Sustainable Green Processes Enabled by Pulse Electrolytic Principles

Abstract

Electrochemical and solid state science, engineering, and technology have an important role to play in society’s sustainable future. Early discussions of the potential environmental contributions by academic, government, and industrial electrochemists were presented in Electrochemistry of Cleaner Environments (1972), Electrochemistry for a Cleaner Environment (1992), and Environmental Aspects of Electrochemical Technology (2000). Some important electrochemical technologies include batteries and fuel cells for mobile (electric vehicle) power and stationary energy storage (wind, solar), conversion and capture of greenhouse (carbon dioxide) gases, contaminate destruction (PFAS), and electrochemical recycling of electronics in support of a circular economy among others.
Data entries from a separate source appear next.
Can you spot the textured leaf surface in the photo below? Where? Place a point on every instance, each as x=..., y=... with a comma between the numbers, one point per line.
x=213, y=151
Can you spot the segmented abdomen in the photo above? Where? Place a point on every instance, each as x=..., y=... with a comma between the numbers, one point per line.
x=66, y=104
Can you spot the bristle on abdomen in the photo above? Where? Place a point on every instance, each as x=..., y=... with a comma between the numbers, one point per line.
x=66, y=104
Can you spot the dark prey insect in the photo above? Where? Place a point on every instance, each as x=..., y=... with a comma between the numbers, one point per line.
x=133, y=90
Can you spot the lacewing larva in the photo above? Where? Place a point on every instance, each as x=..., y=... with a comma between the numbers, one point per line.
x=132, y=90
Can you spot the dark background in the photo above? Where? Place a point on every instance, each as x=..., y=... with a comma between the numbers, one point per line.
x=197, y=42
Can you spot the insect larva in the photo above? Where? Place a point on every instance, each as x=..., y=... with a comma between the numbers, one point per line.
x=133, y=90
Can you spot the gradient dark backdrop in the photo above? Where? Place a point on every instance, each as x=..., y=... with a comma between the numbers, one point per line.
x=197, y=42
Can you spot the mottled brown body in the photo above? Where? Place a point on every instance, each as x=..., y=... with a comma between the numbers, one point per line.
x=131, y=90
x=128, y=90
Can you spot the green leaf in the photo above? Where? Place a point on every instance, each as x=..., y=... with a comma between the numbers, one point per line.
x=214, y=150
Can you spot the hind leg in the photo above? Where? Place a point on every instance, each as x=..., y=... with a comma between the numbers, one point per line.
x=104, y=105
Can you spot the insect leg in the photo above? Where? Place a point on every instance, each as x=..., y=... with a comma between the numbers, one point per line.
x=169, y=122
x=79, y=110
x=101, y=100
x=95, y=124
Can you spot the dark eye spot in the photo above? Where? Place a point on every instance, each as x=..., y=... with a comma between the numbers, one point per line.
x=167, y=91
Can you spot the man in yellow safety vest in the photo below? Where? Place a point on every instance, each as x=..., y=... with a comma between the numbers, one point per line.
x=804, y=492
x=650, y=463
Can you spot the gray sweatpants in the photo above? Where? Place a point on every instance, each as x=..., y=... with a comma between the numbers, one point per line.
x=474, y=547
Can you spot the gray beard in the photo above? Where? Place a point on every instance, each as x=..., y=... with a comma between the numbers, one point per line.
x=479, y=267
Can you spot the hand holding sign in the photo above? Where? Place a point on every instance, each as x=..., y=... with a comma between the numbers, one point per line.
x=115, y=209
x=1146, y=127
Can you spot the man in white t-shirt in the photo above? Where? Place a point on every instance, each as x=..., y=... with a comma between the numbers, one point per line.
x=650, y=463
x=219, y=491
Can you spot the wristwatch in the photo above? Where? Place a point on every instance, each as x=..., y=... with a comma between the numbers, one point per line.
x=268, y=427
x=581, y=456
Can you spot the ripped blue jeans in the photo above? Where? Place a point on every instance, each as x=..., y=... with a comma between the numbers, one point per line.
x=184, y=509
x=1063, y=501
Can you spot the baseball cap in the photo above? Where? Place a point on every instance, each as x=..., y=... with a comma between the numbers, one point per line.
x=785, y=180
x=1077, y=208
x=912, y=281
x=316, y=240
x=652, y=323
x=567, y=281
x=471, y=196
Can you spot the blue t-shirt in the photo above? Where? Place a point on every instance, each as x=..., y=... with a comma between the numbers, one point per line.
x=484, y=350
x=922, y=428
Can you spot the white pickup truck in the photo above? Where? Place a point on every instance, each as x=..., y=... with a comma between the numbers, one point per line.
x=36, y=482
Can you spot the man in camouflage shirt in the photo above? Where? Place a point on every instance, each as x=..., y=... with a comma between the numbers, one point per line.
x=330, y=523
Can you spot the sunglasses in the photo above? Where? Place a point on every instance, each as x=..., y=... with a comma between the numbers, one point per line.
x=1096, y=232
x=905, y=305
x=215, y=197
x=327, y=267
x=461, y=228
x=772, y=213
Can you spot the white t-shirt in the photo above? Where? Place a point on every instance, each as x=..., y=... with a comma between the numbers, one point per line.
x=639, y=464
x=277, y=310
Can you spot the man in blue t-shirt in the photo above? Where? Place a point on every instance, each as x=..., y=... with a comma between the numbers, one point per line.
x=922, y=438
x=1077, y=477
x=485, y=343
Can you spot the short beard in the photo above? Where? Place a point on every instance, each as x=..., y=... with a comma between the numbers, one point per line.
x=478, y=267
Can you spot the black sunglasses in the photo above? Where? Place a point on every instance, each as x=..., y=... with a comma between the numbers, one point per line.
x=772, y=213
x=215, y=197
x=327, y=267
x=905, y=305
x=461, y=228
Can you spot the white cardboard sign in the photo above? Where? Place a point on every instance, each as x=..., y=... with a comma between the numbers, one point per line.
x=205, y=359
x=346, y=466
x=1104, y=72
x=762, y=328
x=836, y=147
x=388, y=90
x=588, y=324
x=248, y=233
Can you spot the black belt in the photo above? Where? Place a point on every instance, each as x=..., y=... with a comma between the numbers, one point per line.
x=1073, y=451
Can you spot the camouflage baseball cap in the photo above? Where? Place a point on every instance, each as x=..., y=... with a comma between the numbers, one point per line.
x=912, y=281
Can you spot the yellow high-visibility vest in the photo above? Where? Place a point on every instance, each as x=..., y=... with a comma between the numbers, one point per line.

Additionally, many have noted that electrochemical processes are inherently environmentally friendly as “electrons are green.” While we agree with this notion, we also note that many electrochemical processes based on direct current (DC) electrolysis, such as electrodeposition (plating) and surface finishing (electropolishing and electrochemical machining), use environmental and worker “unfriendly” electrolytes. By altering the electrochemical paradigm from one based on DC electrolysis to one based on pulse/pulse reverse current (P/PRC) electrolytic principles, simpler electrolytes with favorable manufacturing/worker and environmental impacts may be accrued. After a brief introduction to the author’s perspective, we present examples of sustainable technologies enabled by P/PRC electrolysis: 1) green electrodeposition of chromium for functional applications, 2) worker friendly electropolishing of niobium for particle accelerator applications, and 3) zero-discharge electrochemical machining of cannon barrels.